Trade and industry groups, political action committees, think tanks, foundations and lobbyists maneuver behind the scenes, acquiring political loyalties and manipulating media content to promote client agendas. Radical and alternative voices are discouraged from the public stage, as the RCMP security forces now demonstrate with its intimidation of 2010 Olympics dissenters.
Each regressive tax move compounds social damage to Canada. There is cumulative effect, too little considered. The British Columbia government, by imposing HST as it plans, takes $2.5 billion from the pockets of consumers and returns $2 billion to big business. By extending application of its consumption tax to a broader range of necessities, the Province adds burden to average and lower income citizens.
Liberal politicians claim that a “pass through” of business savings will result in lower prices but an unsupervised and uncompetitive supply side will not respond that way. Canada, as discussed here, has the weakest laws against price fixing and business corruption in the developed world.
It is interesting to note that, in a major American case, participants in an international agri-business price fixing case met in Vancouver to plot their actions because they worried about offending American laws if they dared to meet in the US. (This is the case underlying The Informant!, a current and factually accurate Steven Soderbergh movie.)

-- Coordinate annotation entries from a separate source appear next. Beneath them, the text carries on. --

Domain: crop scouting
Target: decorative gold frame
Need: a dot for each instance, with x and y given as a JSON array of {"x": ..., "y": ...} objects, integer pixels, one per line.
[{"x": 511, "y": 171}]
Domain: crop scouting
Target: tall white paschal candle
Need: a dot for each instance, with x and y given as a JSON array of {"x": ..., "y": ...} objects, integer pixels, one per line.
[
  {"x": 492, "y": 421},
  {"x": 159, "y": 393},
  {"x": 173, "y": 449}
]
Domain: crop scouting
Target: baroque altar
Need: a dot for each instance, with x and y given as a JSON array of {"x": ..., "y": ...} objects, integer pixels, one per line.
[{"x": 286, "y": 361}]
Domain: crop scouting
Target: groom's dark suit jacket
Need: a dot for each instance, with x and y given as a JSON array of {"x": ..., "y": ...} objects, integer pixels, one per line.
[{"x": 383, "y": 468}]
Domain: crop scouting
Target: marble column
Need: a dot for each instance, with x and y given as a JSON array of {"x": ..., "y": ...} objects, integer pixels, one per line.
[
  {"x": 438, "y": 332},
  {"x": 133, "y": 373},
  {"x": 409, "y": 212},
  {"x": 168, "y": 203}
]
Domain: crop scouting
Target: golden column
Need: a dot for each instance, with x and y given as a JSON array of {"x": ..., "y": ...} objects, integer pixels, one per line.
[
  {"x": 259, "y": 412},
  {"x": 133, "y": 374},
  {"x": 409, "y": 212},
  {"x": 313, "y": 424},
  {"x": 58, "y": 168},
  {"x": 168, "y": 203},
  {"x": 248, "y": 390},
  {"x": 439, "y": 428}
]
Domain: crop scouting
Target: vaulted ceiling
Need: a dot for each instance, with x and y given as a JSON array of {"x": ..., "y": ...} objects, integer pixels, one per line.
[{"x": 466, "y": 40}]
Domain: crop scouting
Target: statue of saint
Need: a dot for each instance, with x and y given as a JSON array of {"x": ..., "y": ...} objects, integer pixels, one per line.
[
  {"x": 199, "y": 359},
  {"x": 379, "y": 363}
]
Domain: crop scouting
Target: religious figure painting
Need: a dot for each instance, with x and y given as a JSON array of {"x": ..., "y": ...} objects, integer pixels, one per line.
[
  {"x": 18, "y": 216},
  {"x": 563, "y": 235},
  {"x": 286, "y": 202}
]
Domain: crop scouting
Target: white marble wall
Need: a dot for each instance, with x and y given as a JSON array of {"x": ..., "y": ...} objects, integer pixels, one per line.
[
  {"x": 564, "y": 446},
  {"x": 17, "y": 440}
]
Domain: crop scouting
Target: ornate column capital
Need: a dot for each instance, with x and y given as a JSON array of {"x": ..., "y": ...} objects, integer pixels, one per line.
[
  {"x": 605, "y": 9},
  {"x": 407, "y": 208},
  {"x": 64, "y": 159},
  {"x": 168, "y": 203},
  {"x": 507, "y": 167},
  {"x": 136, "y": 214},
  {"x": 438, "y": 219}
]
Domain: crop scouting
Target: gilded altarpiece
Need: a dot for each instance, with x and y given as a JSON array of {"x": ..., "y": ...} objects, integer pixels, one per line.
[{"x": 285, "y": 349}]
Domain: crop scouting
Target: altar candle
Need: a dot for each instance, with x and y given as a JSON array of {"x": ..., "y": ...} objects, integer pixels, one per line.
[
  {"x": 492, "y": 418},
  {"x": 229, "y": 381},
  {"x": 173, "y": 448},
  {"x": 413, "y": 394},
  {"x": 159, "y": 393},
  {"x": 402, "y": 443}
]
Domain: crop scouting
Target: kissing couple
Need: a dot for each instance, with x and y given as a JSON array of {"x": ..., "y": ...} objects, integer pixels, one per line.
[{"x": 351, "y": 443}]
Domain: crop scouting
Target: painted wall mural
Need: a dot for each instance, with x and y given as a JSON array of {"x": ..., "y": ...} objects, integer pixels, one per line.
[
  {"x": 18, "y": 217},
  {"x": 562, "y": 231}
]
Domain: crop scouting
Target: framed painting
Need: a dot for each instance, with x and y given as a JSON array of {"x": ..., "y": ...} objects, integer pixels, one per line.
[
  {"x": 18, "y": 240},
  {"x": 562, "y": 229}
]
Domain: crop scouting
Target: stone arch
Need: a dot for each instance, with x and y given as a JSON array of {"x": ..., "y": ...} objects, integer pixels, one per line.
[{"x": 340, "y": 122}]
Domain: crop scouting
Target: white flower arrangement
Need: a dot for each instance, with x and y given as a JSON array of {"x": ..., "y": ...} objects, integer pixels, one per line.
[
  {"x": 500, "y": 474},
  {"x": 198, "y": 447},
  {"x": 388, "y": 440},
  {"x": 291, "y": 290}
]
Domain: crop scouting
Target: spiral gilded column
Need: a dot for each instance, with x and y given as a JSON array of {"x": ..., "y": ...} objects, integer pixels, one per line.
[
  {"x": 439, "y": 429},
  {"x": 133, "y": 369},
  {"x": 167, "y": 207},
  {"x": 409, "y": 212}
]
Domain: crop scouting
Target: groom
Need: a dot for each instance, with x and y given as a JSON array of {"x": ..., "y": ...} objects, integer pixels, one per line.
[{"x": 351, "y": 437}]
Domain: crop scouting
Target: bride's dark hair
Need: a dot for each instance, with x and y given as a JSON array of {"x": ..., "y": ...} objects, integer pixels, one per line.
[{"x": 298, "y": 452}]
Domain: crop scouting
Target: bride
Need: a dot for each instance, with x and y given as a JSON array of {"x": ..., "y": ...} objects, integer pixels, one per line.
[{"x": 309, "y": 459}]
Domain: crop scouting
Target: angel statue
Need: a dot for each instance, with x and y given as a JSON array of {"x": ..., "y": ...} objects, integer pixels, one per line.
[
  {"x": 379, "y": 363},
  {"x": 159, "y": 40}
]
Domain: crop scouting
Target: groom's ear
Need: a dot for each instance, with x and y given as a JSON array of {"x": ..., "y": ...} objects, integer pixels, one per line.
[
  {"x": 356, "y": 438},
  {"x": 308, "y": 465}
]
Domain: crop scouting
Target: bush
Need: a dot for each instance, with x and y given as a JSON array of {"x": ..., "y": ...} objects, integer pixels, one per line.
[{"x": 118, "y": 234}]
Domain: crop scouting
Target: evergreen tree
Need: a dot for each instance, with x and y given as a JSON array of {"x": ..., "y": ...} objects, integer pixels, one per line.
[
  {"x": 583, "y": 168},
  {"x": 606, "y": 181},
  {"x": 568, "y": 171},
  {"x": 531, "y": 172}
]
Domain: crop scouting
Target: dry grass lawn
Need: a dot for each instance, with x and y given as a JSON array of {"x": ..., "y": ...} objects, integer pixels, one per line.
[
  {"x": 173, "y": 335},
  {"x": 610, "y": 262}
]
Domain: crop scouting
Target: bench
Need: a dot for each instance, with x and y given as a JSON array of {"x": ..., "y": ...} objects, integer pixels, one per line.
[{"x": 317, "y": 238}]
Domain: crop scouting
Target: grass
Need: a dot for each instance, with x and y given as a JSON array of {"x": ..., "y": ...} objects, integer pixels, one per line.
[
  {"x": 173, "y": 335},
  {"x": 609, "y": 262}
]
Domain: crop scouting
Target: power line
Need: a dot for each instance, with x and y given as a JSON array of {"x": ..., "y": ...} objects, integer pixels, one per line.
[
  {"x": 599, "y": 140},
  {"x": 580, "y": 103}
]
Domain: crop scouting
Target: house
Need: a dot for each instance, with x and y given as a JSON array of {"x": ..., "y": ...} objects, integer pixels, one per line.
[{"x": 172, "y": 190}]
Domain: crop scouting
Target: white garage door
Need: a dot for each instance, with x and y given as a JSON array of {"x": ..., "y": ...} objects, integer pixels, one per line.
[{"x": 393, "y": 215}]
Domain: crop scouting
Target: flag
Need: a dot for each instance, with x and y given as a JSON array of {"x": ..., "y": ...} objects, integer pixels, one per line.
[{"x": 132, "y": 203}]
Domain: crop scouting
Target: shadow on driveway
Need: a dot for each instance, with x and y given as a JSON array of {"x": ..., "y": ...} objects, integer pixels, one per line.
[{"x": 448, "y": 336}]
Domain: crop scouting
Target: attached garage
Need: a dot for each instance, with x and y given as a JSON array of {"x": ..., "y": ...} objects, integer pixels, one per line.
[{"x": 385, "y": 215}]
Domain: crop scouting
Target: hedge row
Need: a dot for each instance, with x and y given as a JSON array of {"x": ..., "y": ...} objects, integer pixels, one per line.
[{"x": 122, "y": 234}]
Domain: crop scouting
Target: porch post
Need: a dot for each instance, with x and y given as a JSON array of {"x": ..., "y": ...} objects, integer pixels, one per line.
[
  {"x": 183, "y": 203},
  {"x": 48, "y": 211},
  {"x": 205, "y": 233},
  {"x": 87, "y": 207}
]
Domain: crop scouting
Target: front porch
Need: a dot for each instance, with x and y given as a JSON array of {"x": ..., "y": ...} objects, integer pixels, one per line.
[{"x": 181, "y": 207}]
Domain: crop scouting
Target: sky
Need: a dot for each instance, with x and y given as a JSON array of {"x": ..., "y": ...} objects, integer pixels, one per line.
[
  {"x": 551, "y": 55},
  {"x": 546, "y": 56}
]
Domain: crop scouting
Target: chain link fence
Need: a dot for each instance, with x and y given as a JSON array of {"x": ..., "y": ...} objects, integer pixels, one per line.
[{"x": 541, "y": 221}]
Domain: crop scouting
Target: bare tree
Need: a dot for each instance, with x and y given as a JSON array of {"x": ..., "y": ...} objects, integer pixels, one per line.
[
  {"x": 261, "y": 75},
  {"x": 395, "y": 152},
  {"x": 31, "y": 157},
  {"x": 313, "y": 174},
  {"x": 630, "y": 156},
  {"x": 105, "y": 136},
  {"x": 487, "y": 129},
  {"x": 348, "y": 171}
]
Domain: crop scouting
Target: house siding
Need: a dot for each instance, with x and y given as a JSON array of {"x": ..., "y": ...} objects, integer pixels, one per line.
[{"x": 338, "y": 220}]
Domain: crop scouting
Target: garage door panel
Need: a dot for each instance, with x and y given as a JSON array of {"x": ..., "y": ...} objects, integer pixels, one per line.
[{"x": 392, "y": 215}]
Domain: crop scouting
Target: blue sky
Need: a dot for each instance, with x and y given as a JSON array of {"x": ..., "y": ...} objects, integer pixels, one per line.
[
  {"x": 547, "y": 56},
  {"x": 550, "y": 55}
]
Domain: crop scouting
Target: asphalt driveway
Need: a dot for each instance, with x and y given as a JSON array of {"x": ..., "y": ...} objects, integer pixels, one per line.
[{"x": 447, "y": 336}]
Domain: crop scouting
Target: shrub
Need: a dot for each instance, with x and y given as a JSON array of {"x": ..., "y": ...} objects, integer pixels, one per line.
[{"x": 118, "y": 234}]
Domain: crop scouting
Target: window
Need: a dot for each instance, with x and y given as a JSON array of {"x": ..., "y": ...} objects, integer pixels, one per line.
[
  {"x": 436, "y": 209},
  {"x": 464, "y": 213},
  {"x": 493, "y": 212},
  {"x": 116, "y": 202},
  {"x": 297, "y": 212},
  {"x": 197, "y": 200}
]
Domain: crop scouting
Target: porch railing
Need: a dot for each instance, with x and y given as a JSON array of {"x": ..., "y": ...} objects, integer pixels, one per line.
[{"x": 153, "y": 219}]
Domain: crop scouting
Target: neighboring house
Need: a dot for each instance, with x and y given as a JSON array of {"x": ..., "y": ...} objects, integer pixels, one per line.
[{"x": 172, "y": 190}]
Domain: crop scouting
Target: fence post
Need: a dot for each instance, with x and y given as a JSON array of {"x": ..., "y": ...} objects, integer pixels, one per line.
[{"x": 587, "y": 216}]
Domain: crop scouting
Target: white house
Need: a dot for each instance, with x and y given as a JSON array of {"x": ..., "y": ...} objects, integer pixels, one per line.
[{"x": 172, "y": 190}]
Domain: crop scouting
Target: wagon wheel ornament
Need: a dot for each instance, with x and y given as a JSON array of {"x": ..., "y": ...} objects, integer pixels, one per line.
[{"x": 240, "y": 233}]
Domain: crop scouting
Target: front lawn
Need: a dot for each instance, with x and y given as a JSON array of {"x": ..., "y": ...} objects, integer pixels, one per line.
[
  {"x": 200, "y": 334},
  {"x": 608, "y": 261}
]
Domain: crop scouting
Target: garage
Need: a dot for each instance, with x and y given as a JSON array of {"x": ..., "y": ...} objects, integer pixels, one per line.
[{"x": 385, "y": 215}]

Not to be left out of the right wing shift, Canada’s Conservative Party plans a major contribution to regressive taxation by hiking payroll taxes.
Economist Dale Orr examines Employment Insurance premiums and deficit reduction. He notes the Harper Conservative Government, while pledging to “not raise taxes,” is planning substantial increases to Employment Insurance premiums, collected from employers and workers:
An increase in EI premiums, from the employees’ perspective, is a tax on working. From the employer’s perspective, EI premiums are a tax on hiring. Over the longer term, higher EI premiums lead to a level of employment lower than otherwise.
An increase in EI premiums is not only one of the most economically harmful taxes, it is also one of the most perverse. It affects lower income workers relatively more heavily than higher paid workers since EI premiums are not collected on earnings over a threshold.
This is another considerable step of regressive taxation in Canada. We see it at every level: federal, provincial and municipal. The burden of taxation falls not on those best able to afford it, but on people with the least political influence. In our society that means the poor and the unexceptional middle class. These are also the people least able to shelter income from tax, by using credits, deductible savings plans, corporations, trusts, off-shore havens, etc.
Considering the decision to raise employment taxes gave me this idea. I make it available to Conservatives without demand for even a meager consulting fee.
- EI premiums are collected from the employed to fund insurance that benefits workers who become unemployed. It is a relatively simple concept that forms part of our social safety net.
- Someone might ask why corporations that are too big to fail, don’t pay into a similar fund to provide benefits when their results falter.
- For example, the Royal Bank – obviously too big to fail – could pay TBTF premiums against the day when its good fortune turns sour. So too could other favorites of Ottawa – the new improved auto companies, Ottawa advertising agencies and Bombardier come to mind.